Woman Suspects She and Friends Were 'Set Up to Be Robbed' at Rental House

A series of videos have gone viral after a woman shared that she suspects she and her friends were "set up to be robbed and/or worse" during a recent bachelorette party getaway.

The TikToker, @callie.bryant, posted a brief video last weekend with footage of the group of women standing in a hotel lobby.

"Bach party in Austin emergency evacuating our VRBO in the middle of the night, cause we realized we were being set up to be robbed and or/worse when the doors didn't lock, alarm system was dead, owner didn't respond & Vrbo listing had been taken down :-)," @callie.byrant, whose first name is Callie wrote in text overlaid on the footage that has been viewed over 3 million times.

The day following the initial post, Callie shared multiple clips explaining a play-by-play of what happened and what led the decision to leave the rental.

VRBO, a vacation rental booking site much like Airbnb, highlights "best practices" for its property managers on its website. The site says while every vacation rental is different and will have "specific safety needs," there are five important safety features that are a good jumping off point.

The site says rental properties should be sure to have working carbon monoxide and smoke detectors, a fire extinguisher, first aid kit, working door and window locks and "exterior safety" features such as lighting and security cameras—following any local surveillance laws that are in place and informing guests of their presence.

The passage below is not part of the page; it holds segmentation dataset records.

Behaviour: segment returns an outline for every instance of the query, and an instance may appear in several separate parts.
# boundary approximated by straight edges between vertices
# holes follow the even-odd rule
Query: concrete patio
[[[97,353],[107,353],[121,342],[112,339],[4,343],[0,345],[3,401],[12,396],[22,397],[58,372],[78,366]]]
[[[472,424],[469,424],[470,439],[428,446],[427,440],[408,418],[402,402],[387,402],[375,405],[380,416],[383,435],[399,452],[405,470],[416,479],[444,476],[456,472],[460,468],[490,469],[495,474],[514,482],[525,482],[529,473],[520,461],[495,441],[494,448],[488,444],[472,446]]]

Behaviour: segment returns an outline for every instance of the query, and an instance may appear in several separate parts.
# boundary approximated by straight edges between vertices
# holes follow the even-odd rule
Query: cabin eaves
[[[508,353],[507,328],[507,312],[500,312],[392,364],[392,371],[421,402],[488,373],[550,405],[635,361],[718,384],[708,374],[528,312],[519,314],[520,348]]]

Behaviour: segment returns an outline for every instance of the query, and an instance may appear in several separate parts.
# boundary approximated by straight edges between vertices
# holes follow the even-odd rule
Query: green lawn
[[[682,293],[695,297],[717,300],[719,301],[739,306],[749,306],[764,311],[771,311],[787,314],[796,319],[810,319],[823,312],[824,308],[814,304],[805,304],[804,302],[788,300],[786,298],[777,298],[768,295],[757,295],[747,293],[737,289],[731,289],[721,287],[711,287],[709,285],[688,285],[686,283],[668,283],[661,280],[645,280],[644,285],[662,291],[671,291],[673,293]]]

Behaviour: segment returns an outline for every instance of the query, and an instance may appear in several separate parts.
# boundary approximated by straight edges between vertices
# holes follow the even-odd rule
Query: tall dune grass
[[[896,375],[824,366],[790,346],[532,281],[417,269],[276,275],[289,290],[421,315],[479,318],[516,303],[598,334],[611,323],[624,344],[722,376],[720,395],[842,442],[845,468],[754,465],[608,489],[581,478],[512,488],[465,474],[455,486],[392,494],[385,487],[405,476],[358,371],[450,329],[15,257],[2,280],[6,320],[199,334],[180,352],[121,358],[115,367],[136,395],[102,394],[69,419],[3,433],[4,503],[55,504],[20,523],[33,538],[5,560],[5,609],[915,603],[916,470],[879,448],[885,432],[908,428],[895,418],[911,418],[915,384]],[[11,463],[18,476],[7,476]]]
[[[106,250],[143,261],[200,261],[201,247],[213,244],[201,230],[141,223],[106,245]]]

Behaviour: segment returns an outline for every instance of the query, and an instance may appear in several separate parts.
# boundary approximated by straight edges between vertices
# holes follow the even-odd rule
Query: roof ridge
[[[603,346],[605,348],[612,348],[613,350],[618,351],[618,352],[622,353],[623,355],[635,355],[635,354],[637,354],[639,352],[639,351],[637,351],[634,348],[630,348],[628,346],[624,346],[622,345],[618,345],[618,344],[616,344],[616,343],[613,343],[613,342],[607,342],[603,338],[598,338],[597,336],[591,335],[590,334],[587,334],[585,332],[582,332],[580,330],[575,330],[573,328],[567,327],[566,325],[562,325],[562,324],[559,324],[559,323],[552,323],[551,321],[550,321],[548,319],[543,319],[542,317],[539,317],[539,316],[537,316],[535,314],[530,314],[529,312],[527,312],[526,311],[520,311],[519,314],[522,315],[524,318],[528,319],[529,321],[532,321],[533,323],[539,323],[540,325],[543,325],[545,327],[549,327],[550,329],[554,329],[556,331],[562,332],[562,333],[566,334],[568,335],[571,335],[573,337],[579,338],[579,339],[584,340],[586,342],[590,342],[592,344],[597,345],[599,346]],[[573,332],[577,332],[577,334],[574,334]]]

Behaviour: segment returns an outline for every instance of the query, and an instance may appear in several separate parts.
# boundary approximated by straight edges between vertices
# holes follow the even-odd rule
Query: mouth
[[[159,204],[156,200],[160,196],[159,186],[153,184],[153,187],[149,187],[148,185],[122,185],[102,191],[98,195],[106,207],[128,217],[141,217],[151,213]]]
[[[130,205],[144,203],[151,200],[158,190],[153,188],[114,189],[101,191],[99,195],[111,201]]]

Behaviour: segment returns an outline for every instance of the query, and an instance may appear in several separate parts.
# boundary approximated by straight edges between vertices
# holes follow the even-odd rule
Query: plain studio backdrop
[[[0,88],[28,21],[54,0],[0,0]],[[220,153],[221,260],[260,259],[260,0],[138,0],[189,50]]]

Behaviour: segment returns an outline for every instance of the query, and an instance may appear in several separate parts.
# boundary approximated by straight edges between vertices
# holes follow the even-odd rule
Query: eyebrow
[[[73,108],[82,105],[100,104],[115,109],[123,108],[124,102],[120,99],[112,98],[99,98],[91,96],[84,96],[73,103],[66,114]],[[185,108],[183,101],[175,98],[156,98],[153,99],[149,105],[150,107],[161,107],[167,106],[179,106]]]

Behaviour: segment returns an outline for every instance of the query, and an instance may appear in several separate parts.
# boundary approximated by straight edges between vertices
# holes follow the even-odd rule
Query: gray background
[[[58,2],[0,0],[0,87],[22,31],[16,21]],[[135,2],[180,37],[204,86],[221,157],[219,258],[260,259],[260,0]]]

In Callie's follow up videos she explains all the "red flags" that became apparent to the group on their first night, adding that the VRBO was located in East Austin and at the time of its booking had 19 reviews, none of which highlighted anything of concern.

She said when they arrived, her friend, who booked the rental, met up with the property owner to be shown around. She said after the owner showed the friend how to put in a code for the gate, she kept the key to the front door in her pocket explaining that they wouldn't need it as they could exit through the backdoor locking it behind them.

"There's red flag number one," Callie said.

Comments have been suspended on all of Callie's videos pertaining to the incident.

She said that night as the women were winding down they checked to make sure all the doors were locked and explained that the lock was "kind of difficult" describing it as a "lever lock."

"We were realizing they were not locking," she said. "There were nine of us who tried, two of whom have PHDs, very smart girls."

She said they texted the owner about the issue, but received no response.

Her husband, who is sitting with her during the follow up videos, adds that that even when the deadbolt appeared to be engaged, if the door was opened from the outside it would open.

Austin, Texas
A series of videos have gone viral after a woman shared the "red flags" she spotted at a rental property in East Austin. Above, a stock image shows an aerial view of Austin, Texas. RoschetzkyIstockPhoto/Getty Images

She said around 12 a.m. they still hadn't received a response from the owner and were beginning to get nervous. Callie said at this point she tried to take the situation with a grain of salt and questioned if she was being "dramatic."

Eventually, she said, they decided to go to bed, but not before "Home Alone-ing" the doors by barricading them with furniture from the inside.

Before bed, though, Calliie said she noticed an alarm system that she tried to punch numbers into and realized it was "totally dead." At that point, one of the women decided to try and pull up the original listing to see if there was anything in the comments they missed that might help.

"It's gone. It's not there. There is no rental property with our address, no house that looks like the one we are staying in, the whole thing was completely gone," she said.

"That's the biggest red flag to me," her husband added.

She said after that discovery she decided to get in touch with her brother, who is a police officer, and explain to him the events that had occurred. He then advised the women to leave as soon as they could and find somewhere else to stay.

"It does not sound good," she recounts her brother saying. "It sounds like you are being set up to be robbed or worse."

She said they felt it was not worth the risk to stay put and packed up to leave.

"We've learned a lot through this and I feel like this is a good opportunity to shine a light on safety and the situation because I'm one who wants to believe the best in every situation and everyone and you just can't do that...," she said.

The women jumped into Ubers and made their way to a nearby hotel to try to get rooms. While that hotel did not have rooms available they managed to find one that did and carried their bags through downtown Austin to get there. Callie posted a video of the journey on her TikTok account.

She said the women were trying to laugh at the situation to still make the experience a fun one for the bride.

The following morning they heard back from the owner of the rental property, who Callie described as being very defensive.

"She implied that we were dumb," she said, and told them their safety "was not compromised."

Three women returned to the property with a "guy friend" that day to take videos of the faulty locks to send to VRBO as well as retrieve some belongings they had left behind. They also noticed at that point that the gate that the owner had initially shown the code for did not lock either.

At the end of the last video in the series, Callie said the women were in the process of attempting to get their money back and according to her TikTok bio they have filed a claim with VRBO.

A spokesperson from VRBO told Newsweek in an email that the company is "working with these guests to gather more information and look into what happened."

"In the meantime, we are providing the guests with a full refund for the cost of their booking as well as expenses incurred for the hotel lodging and transportation," VRBO added.